The FAA awarded a $16.7 million contract–which could balloon to $340 million if options are exercised–to Honeywell International to build the first phase of the local-area augmentation system (LAAS) to deliver Category I precision landing systems at major U.S. airports. If phase two is ordered, the first Cat I LAAS units will be installed at Chicago O’Hare; Houston Intercontinental; Juneau, Alaska; Memphis, Tenn.; Phoenix; and Seattle airports. The first system is scheduled to be operational by late 2006.
The initial phase provides for the software and hardware design of the Cat I LAAS. The phase two and phase three contract options cover the development and production of the Cat I system. Cat I provides guidance down to 200 feet and one-half mile.

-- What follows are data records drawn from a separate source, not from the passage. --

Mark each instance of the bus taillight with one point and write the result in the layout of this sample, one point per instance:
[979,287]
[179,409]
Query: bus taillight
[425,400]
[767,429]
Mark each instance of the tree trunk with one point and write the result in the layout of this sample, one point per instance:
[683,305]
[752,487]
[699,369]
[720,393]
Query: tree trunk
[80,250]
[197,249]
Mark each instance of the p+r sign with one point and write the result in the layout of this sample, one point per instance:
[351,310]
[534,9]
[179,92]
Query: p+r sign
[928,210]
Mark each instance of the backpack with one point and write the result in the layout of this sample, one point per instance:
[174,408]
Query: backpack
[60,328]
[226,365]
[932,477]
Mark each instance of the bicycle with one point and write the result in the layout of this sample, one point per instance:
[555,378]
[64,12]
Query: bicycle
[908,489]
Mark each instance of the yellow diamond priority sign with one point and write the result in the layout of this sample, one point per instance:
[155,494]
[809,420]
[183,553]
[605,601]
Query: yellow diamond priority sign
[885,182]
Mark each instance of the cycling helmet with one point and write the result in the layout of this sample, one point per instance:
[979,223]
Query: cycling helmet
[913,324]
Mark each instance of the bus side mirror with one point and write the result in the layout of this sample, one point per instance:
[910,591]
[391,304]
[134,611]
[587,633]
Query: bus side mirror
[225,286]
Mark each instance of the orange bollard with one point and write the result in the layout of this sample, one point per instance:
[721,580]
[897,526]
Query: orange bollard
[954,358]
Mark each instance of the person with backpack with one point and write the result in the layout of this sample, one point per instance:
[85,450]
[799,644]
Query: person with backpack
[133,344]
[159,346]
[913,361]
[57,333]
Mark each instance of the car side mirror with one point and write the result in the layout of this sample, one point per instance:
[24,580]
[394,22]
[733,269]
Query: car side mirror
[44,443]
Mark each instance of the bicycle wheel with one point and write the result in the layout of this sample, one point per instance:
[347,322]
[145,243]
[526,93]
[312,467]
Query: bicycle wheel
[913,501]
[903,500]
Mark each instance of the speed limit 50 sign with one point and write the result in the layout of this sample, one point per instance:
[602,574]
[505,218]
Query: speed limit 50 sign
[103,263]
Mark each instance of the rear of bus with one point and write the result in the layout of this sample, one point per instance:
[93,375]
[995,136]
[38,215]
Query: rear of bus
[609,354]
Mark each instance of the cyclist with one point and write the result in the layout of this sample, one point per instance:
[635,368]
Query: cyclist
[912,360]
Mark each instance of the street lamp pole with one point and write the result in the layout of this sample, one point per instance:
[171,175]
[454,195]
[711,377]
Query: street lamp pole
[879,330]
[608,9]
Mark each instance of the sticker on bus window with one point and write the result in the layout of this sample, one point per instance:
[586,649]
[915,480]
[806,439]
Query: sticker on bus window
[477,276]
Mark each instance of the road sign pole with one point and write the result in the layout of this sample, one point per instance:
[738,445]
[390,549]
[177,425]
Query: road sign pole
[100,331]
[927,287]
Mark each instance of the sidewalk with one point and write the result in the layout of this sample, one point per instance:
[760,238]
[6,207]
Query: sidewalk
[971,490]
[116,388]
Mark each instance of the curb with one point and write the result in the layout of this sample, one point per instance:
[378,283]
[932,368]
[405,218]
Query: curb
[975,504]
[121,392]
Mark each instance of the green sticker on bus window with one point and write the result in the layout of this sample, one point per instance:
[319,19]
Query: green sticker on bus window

The contract was originally scheduled for an award last September, but was restructured to minimize program financial and technical risks by separating the design and development phases.
LAAS is expected to provide a significant improvement in aircraft and airport operations. The FAA said the benefits of the LAAS include:
• A single LAAS will provide precision landing service for most runways at an airport;
• Approaches that will avoid obstacles, restricted airspace, noise-sensitive areas or congested airspace can be transmitted directly to each equipped aircraft; and
• LAAS can be installed at some airports where conventional landing systems cannot be used because of space or radio-frequency spectrum constraints.
“LAAS will enhance the safety and efficiency of air travel by increasing the accuracy, availability, continuity and integrity of the information received from the GPS constellation,” said FAA Administrator Marion Blakey. “LAAS represents the FAA’s continued transition from a ground-based navigation system to one that integrates aircraft performance and satellite technology.”